Clicker Technology
Instructor: Greg Ryan (greg.ryan@cna.nl.ca)
Program: Heavy Equipment Service Technician, BSG Campus
How many students fully understand what's going on in the classroom? Would you like the ability to get instantaneous, anonymous, and unbiased feedback from your entire class? The ability to embed an automatic, informal education and assessment tool into your powerpoints/slideshows is possible with clicker technology.
"Clickers," also known as "wireless student response systems," offer a variety of assessment tools, as well as feedback, tracking and more. Most importantly, they offer "easy to use" copy/paste functions that allow you to assess students on the fly.
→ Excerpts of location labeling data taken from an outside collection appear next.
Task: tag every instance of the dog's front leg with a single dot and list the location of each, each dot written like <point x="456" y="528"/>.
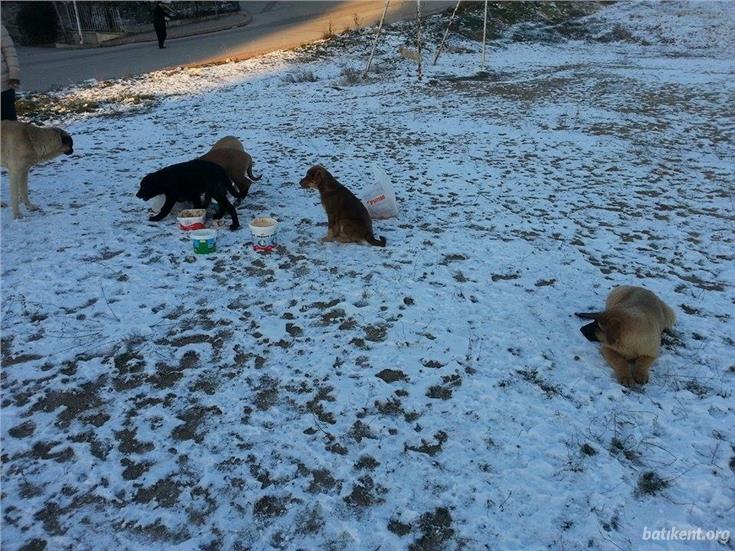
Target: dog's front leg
<point x="641" y="367"/>
<point x="224" y="204"/>
<point x="23" y="189"/>
<point x="165" y="209"/>
<point x="620" y="365"/>
<point x="14" y="179"/>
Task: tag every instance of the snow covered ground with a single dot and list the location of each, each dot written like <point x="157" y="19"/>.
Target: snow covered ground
<point x="435" y="394"/>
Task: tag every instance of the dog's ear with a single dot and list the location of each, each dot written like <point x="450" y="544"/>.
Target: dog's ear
<point x="590" y="331"/>
<point x="320" y="173"/>
<point x="611" y="327"/>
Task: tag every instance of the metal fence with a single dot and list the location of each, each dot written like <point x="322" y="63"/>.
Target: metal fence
<point x="92" y="17"/>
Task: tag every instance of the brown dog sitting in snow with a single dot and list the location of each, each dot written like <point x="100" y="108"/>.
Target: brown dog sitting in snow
<point x="348" y="219"/>
<point x="630" y="331"/>
<point x="229" y="153"/>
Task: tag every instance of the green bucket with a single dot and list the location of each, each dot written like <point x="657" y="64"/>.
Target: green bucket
<point x="204" y="241"/>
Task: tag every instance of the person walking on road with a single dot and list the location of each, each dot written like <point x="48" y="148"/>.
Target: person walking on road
<point x="10" y="76"/>
<point x="161" y="13"/>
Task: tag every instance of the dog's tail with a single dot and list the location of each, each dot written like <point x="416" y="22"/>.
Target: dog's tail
<point x="588" y="315"/>
<point x="250" y="174"/>
<point x="376" y="242"/>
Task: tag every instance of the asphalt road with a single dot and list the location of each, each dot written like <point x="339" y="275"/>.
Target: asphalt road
<point x="275" y="26"/>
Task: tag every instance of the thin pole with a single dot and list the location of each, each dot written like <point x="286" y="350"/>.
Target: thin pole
<point x="377" y="34"/>
<point x="418" y="33"/>
<point x="484" y="34"/>
<point x="79" y="26"/>
<point x="446" y="32"/>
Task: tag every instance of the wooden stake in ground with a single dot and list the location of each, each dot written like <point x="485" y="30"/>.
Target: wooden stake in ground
<point x="446" y="32"/>
<point x="418" y="34"/>
<point x="377" y="35"/>
<point x="484" y="34"/>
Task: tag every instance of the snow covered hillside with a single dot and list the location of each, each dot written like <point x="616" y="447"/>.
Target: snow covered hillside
<point x="435" y="394"/>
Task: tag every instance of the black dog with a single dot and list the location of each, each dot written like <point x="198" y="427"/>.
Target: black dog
<point x="187" y="182"/>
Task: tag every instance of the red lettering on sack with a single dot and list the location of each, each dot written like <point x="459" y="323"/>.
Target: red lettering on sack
<point x="378" y="199"/>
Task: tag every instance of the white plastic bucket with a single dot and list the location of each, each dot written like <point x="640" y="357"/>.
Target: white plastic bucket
<point x="379" y="199"/>
<point x="264" y="229"/>
<point x="204" y="241"/>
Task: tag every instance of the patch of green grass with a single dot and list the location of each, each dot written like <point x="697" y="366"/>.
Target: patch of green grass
<point x="42" y="107"/>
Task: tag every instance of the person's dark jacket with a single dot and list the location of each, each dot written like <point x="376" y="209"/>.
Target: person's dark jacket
<point x="160" y="13"/>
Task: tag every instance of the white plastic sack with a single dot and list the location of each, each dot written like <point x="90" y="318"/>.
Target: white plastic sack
<point x="379" y="198"/>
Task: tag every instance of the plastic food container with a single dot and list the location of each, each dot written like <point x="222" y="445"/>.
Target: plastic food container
<point x="192" y="219"/>
<point x="204" y="241"/>
<point x="264" y="233"/>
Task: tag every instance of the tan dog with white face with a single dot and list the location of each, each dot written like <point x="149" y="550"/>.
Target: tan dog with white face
<point x="347" y="218"/>
<point x="630" y="330"/>
<point x="25" y="145"/>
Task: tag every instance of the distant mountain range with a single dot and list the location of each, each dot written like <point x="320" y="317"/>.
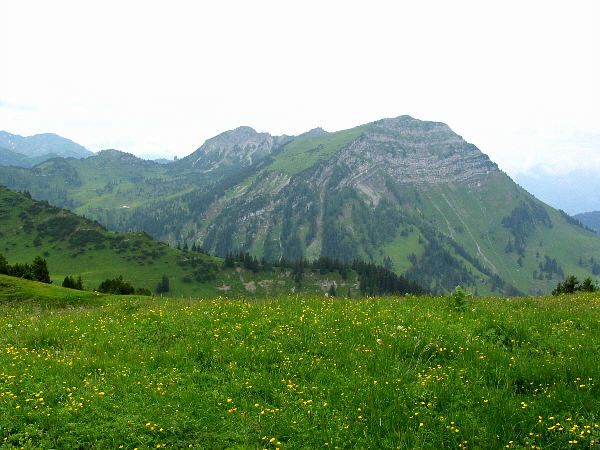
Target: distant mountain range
<point x="574" y="192"/>
<point x="28" y="151"/>
<point x="408" y="194"/>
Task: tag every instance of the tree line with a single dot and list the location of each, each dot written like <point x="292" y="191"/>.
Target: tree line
<point x="36" y="271"/>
By inserting questions into your slides, interactive "polling" is created, and begins automatically when a slide with a question is presented. A chart pops up when all responses have been received (or you decide to close the "poll") and will tell you how many people selected each response. Students can then start to debate, allowing them to defend their responses if they wish (although it's anonymous), taking the conversation and learning to a whole new level. The quiet, reserved students are given the chance to provide their honest thoughts on questions, without being persuaded by vocal responses from other students. This tool also allows you to assess how well you're delivering new information to a class. If the majority of students are getting it wrong, you are able to reconsider the delivery of class materials.
Quite often in class, I work with images on the board instead of text. This allows students to spend less time highlighting and taking notes and more time listening, engaging, conversing, debating, and questioning the content. This way, a single slide can also be used to cover many objectives. However, while using this technique, it is critical that I assess my students before I move on to more complex objectives, and ensure they understand the basic fundamentals of the content being presented. During course development, I also take time to develop questions that require students to apply their new knowledge at certain points during a slide show. Giving them performing assessments as a group has proven to be an extremely powerful tool when employed as a method of review. I have also turned "chapter end questions" from their textbooks into "clicker responses" on the board for us to complete. This provides me with an opportunity to teach my students multiple-choice exam strategies. For example, trades students specifically have to endure multiple-choice exams in every form of formative and summative assessment (block exams/Red Seal Endorsement exams, etc.). Using questions on the board, we can educate students on how to properly read and understand a question before advancing to the three distractors, using process of elimination, or making an educated guess (there is such a thing).